[Tutor] sorting algorithm

Thu Mar 11 20:47:26 CET 2010

C.T. Matsumoto wrote:
> Dave Angel wrote:
>> (You forgot to do a Reply-All, so your message went to just me, rather 
>> than to me and the list )
>>
>>
>> C.T. Matsumoto wrote:
>>> Dave Angel wrote:
>>>> C.T. Matsumoto wrote:
>>>>> Hello,
>>>>>
>>>>> This is follow up on a question I had about algorithms.

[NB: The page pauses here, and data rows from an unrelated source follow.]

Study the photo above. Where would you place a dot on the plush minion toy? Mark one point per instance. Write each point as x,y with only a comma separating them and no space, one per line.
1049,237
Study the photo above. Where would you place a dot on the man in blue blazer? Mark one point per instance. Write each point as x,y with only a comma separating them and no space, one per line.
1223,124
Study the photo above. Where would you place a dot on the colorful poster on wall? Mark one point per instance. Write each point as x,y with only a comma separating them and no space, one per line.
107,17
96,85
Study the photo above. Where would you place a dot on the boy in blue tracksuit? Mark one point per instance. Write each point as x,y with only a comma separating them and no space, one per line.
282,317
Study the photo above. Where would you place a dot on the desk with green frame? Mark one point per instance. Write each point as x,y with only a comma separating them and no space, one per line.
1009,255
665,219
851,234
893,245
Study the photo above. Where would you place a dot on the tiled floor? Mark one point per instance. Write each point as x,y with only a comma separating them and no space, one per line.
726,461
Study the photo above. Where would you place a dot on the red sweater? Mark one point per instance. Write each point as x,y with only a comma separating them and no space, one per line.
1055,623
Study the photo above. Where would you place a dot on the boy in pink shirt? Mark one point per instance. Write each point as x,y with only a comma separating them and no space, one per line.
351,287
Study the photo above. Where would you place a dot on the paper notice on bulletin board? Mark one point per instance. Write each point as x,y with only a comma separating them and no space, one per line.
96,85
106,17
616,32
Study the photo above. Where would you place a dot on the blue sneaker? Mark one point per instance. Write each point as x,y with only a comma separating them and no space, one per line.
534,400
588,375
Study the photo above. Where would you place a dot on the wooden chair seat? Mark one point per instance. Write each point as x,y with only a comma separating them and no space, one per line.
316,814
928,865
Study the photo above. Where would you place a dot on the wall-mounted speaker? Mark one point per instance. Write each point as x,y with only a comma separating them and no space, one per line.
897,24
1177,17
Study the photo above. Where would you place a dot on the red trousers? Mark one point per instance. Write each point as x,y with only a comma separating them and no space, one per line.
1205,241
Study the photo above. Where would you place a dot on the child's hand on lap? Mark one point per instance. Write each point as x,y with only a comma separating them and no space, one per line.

In the 
>>>>> thread it was suggested I make my own sorting algorithm.
>>>>>
>>>>> Here are my results.
>>>>>
>>>>> #!/usr/bin/python
>>>>>
>>>>> def sort_(list_):
>>>>>    for item1 in list_:
>>>>>        pos1 = list_.index(item1)
>>>>>        pos2 = pos1 + 1
>>>>>        try:
>>>>>            item2 = list_[pos2]
>>>>>        except IndexError:
>>>>>            pass
>>>>>
>>>>>        if item1 >= item2:
>>>>>            try:
>>>>>                list_.pop(pos2)
>>>>>                list_.insert(pos1, item2)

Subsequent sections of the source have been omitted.